[slurm-users] Enforce gpu usage limits (with GRES?)

1,340 views
Skip to first unread message

Analabha Roy

unread,
Feb 1, 2023, 12:13:20 PM2/1/23
to slurm...@lists.schedmd.com
Hi,

I'm new to slurm, so I apologize in advance if my question seems basic.

I just purchased a single node 'cluster' consisting of one 64-core cpu and an nvidia rtx5k gpu (Turing architecture, I think). The vendor supplied it with ubuntu 20.04 and slurm-wlm 19.05.5. Now I'm trying to adjust the config to suit the needs of my department.

I'm trying to bone up on GRES scheduling by reading this manual page, but am confused about some things.

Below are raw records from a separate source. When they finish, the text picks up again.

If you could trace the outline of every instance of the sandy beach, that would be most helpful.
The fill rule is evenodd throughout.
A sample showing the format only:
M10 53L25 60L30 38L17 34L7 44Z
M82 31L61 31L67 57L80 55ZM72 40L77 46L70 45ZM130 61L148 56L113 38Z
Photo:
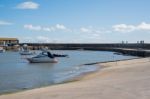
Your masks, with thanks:
M100 63L79 81L1 95L0 99L150 99L150 58Z

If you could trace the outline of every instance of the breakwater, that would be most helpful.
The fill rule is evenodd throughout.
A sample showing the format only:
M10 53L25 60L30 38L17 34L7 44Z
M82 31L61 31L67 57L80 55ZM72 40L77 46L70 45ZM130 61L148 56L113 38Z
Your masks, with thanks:
M24 43L21 43L22 46ZM133 56L148 57L150 56L150 44L61 44L61 43L26 43L30 49L38 50L43 47L48 47L52 50L100 50L100 51L114 51L122 54Z

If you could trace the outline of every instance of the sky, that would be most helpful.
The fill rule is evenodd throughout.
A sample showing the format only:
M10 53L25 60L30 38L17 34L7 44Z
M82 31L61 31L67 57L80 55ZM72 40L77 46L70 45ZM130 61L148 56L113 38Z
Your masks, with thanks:
M150 0L0 0L0 37L21 43L150 43Z

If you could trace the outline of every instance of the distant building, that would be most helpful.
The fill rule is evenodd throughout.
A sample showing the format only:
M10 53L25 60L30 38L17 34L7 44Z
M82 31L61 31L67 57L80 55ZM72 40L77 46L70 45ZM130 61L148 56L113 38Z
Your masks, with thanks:
M17 38L0 38L0 46L11 46L19 43Z

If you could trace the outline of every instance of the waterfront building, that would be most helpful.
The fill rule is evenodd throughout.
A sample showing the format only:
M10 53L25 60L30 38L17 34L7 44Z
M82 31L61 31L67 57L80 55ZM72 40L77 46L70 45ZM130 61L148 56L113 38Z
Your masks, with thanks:
M19 44L17 38L0 38L0 46L12 46Z

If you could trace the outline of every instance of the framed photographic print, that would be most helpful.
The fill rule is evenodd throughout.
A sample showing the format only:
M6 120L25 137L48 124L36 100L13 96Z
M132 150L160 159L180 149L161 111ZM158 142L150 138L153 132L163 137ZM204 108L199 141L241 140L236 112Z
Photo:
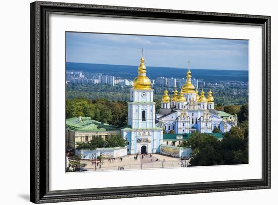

My slurm.conf file has the following lines put in it by the vendor:

###################
# COMPUTE NODES
GresTypes=gpu
NodeName=shavak-DIT400TR-55L CPUs=64 SocketsPerBoard=2 CoresPerSocket=32 ThreadsPerCore=1 RealMemory=95311 Gres=gpu:1
#PartitionName=debug Nodes=ALL Default=YES MaxTime=INFINITE State=UP

PartitionName=CPU Nodes=ALL Default=Yes MaxTime=INFINITE  State=UP

PartitionName=GPU Nodes=ALL Default=NO MaxTime=INFINITE  State=UP
#####################

So they created two partitions that are essentially identical. Secondly, they put just the following line in gres.conf:

###################
NodeName=shavak-DIT400TR-55L      Name=gpu        File=/dev/nvidia0
###################

That's all. However, this configuration does not appear to constrain anyone in any manner. As a regular user, I can still use srun or sbatch to start GPU jobs from the "CPU partition," and nvidia-smi says that a simple cupy script that multiplies matrices and starts as an sbatch job in the CPU partition can access the gpu just fine. Note that the environment variable "CUDA_VISIBLE_DEVICES" does not appear to be set in any job step. I tested this by starting an interactive srun shell in both CPU and GPU partition and running ''echo $CUDA_VISIBLE_DEVICES" and got bupkis for both.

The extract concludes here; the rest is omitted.